I believe that there’s value in exposing one’s ignorance, or “Wearing the white belt” as it’s described in Apprenticeship Patterns. Seniority isn’t about accumulating all the skills. It’s about being an expert where needed, dangerous everywhere else, relentlessly curious, and able to learn quickly.

This is a list of things that I don’t know as of 2026. A caveat is that I know something about most things on this list. I can tell you what excellence looks like and identify it in others.

I’d like to say thanks to Dan Abramov, whose post on this subject prompted this one.

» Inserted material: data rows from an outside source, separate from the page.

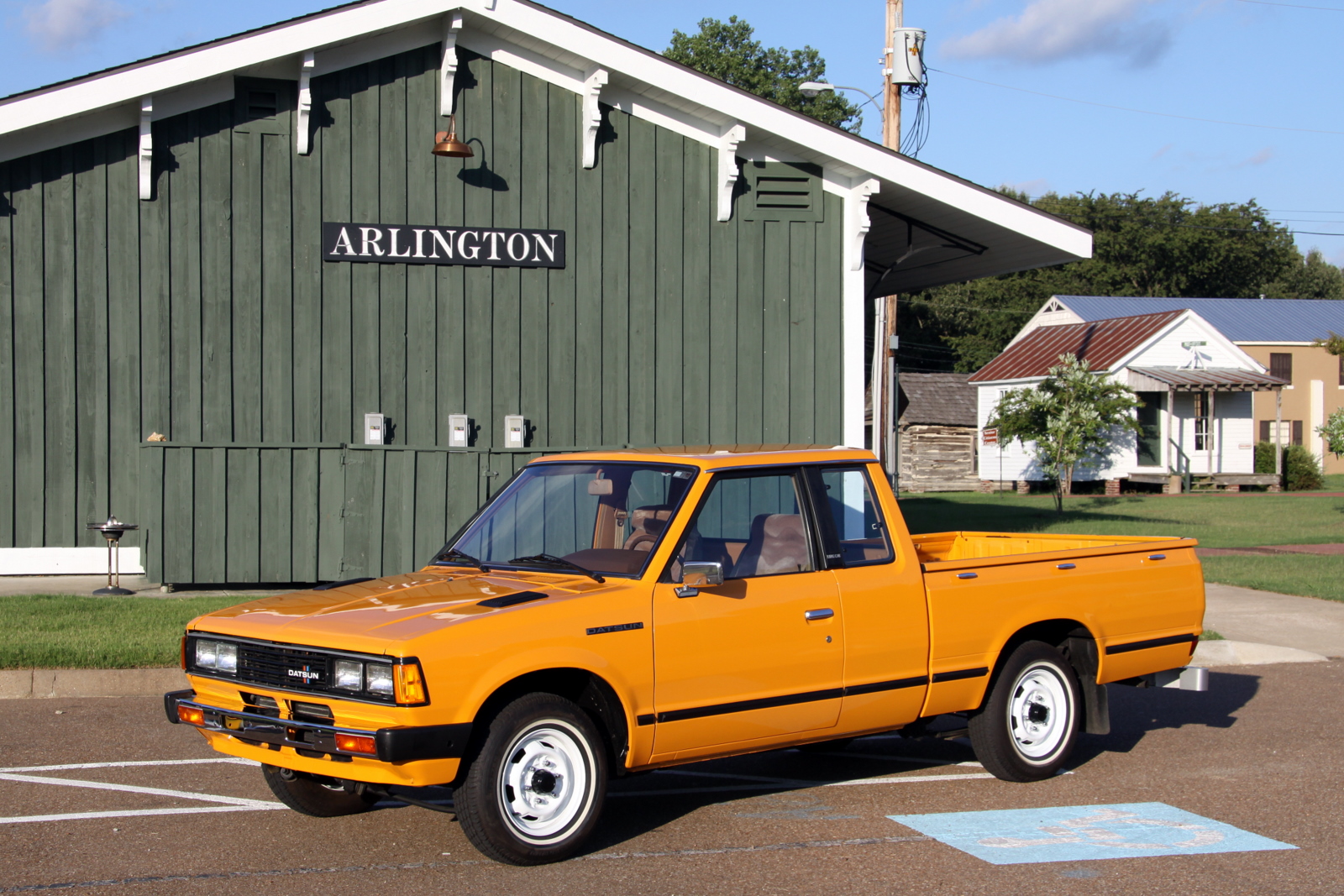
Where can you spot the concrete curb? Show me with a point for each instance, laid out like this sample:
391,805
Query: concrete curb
1243,653
89,683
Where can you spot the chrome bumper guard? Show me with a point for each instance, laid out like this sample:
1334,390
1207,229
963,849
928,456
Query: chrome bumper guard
393,745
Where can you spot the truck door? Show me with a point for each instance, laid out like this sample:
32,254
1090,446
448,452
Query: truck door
880,584
763,654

Things I Don’t Know As of 2026

  • AI server design, besides MCP: I’ve built a few MCP servers, but never at production scale.
  • Agentic programming: I use LLM’s daily, but I’m not using them as agents in my codebase.
  • Docker: Containerization is something I understand well enough to get work done, and not more.
  • Feature flagging: I’ve never implemented a feature-flag solution or worked on one that does the things feature flags are meant to solve.
  • GraphQL: Beyond a few tutorials when it first came out, I’ve barely used GraphQL or any API technology besides REST.
  • Incident response: I’ve led a few of these, but my process is homegrown and could be improved.
  • JS package managers: I haven’t explored these tools and am currently camped out in my (not that comfortable) NPM comfort zone.
  • JS dependency management: I don’t fully understand how a production JavaScript dependency manifest stays up-to-date over a long-running project.
  • JavaScript APIs: I’m a React dev, I live in that limited API, and don’t do much straight-up JavaScript programming. Part of organizing Maine JS is my attempt to fortify this.
  • Modern E2E testing: I’m familiar with the industry leaders in this space, but I haven’t yet worked on a team where such tests are really implemented since my Ruby days.
  • Modern Rails: I’m a couple of years behind on Ruby on Rails.
  • Modern Responsive Design: besides familiarity with flexbox and mobile-first, I don’t think responsively and have gotten comfortable by working on a few projects in a row that don’t prioritize responsiveness.
  • Organizational laws and their application: I feel happy when I can brandish Conway’s Law in a conversation. But, there are more great mental models like these, and I don’t know them all. Engineers who know these cold have a set of mental tools that I admire.
  • Tech hiring: I had the opportunity to hire this year, and after some missteps, it turned out great. But, I feel I have a lot to learn about it.
  • Text editors, besides Tmux + Vim: I locked into this workflow a decade ago and love it. I know there are features in a text editor like VSCode that I don’t have, that would be difficult to set up in Vim, and would likely improve my code-writing ability.

Takeaway

I hope that someone reading this comes away thinking:

  • Even senior contributors don’t know everything.
  • Everyone can get better.
  • It’s cool to be able to say “I don’t know.”
  • Even more cool: adding “But I’d like to learn about it.”

Pledge

I wrote a similar post like this a few years ago, and I seem to have removed it! I pledge to keep this one on the internet as a testament to what I don’t know today, and what I’d like to learn in the future.